First, log in with Hadoop user and format the HDFS NameNode with the following command:
su - hadoop
hdfs namenode -format
You should get the following output:
2020-06-07 11:35:57,691 INFO util.GSet: VM type = 64-bit 2020-06-07 11:35:57,692 INFO util.GSet: 0.25% max memory 1.9 GB = 5.0 MB 2020-06-07 11:35:57,692 INFO util.GSet: capacity = 2^19 = 524288 entries 2020-06-07 11:35:57,706 INFO metrics.TopMetrics: NNTop conf: dfs.namenode.top.window.num.buckets = 10 2020-06-07 11:35:57,706 INFO metrics.TopMetrics: NNTop conf: dfs.namenode.top.num.users = 10 2020-06-07 11:35:57,706 INFO metrics.TopMetrics: NNTop conf: dfs.namenode.top.windows.minutes = 1,5,25 2020-06-07 11:35:57,710 INFO namenode.FSNamesystem: Retry cache on namenode is enabled 2020-06-07 11:35:57,710 INFO namenode.FSNamesystem: Retry cache will use 0.03 of total heap and retry cache entry expiry time is 600000 millis 2020-06-07 11:35:57,712 INFO util.GSet: Computing capacity for map NameNodeRetryCache 2020-06-07 11:35:57,712 INFO util.GSet: VM type = 64-bit 2020-06-07 11:35:57,712 INFO util.GSet: 0.029999999329447746% max memory 1.9 GB = 611.9 KB 2020-06-07 11:35:57,712 INFO util.GSet: capacity = 2^16 = 65536 entries 2020-06-07 11:35:57,743 INFO namenode.FSImage: Allocated new BlockPoolId: BP-1242120599-69.87.216.36-1591529757733 2020-06-07 11:35:57,763 INFO common.Storage: Storage directory /home/hadoop/hdfs/namenode has been successfully formatted. 2020-06-07 11:35:57,817 INFO namenode.FSImageFormatProtobuf: Saving image file /home/hadoop/hdfs/namenode/current/fsimage.ckpt_0000000000000000000 using no compression 2020-06-07 11:35:57,972 INFO namenode.FSImageFormatProtobuf: Image file /home/hadoop/hdfs/namenode/current/fsimage.ckpt_0000000000000000000 of size 398 bytes saved in 0 seconds . 2020-06-07 11:35:57,987 INFO namenode.NNStorageRetentionManager: Going to retain 1 images with txid >= 0 2020-06-07 11:35:58,000 INFO namenode.FSImage: FSImageSaver clean checkpoint: txid=0 when meet shutdown. 2020-06-07 11:35:58,003 INFO namenode.NameNode: SHUTDOWN_MSG: /************************************************************ SHUTDOWN_MSG: Shutting down NameNode at ubuntu2004/69.87.216.36 ************************************************************/
Start the Hadoop Cluster
First, start the NameNode and DataNode with the following command:
start-dfs.sh
You should get the following output:
Starting namenodes on [0.0.0.0] Starting datanodes Starting secondary namenodes [ubuntu2004]

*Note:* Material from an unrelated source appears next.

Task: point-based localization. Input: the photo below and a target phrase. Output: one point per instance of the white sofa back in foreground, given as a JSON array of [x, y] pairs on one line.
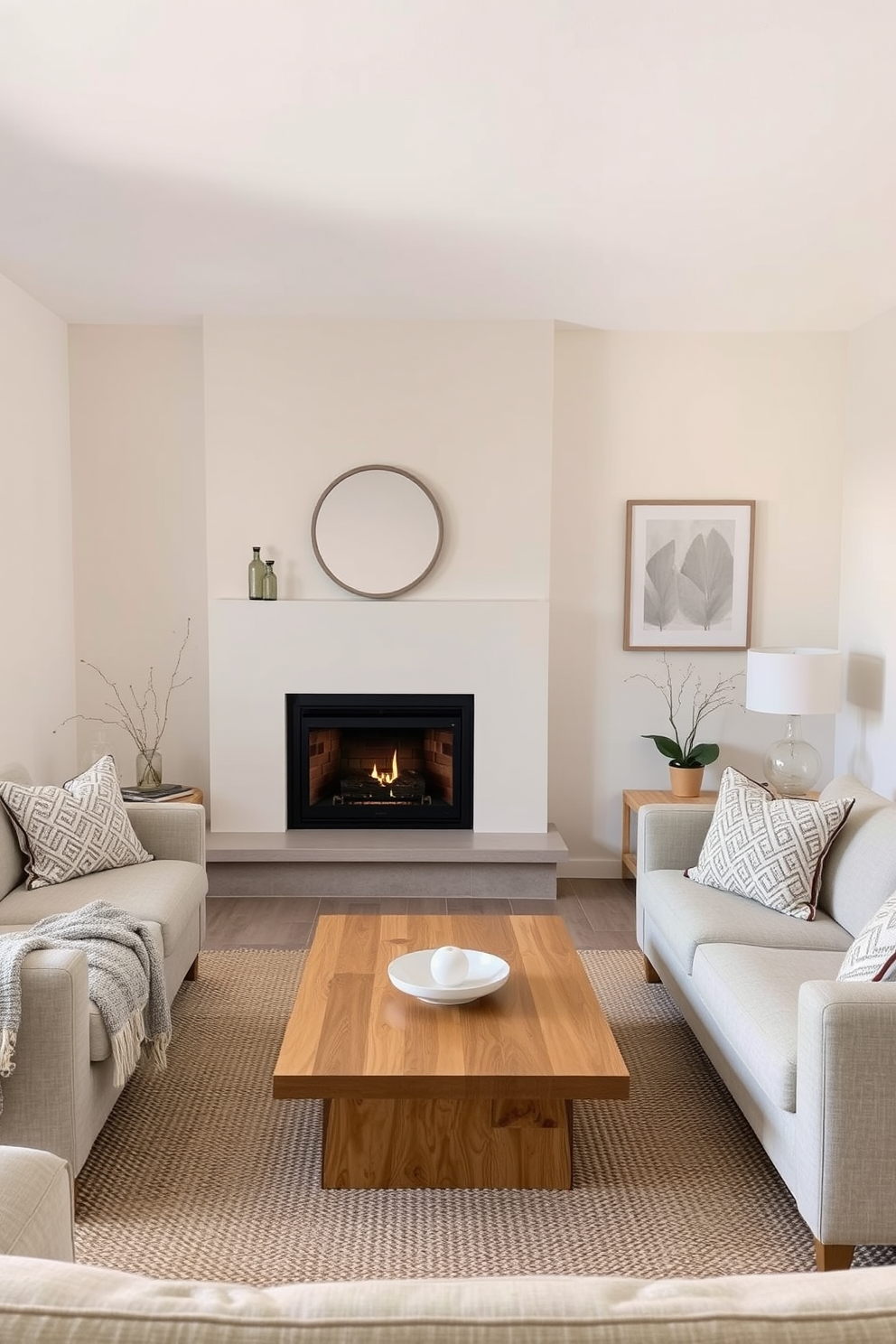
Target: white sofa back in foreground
[[54, 1302]]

Next, start the YARN resource and nodemanagers by running the following command:
start-yarn.sh
You should get the following output:
Starting resourcemanager Starting nodemanagers
You can now verify them with the following command:
jps
You should get the following output:
5047 NameNode 5850 Jps 5326 SecondaryNameNode 5151 DataNode
Access Hadoop Web Interface
You can now access the Hadoop NameNode using the URL http://your-server-ip:9870. You should see the following screen:
You can also access the individual DataNodes using the URL http://your-server-ip:9864. You should see the following screen:
To access the YARN Resource Manager, use the URL http://your-server-ip:8088. You should see the following screen:
Conclusion
Congratulations! you have successfully installed Hadoop on a single node. You can now start exploring basic HDFS commands and design a fully distributed Hadoop cluster. Feel free to ask me if you have any questions.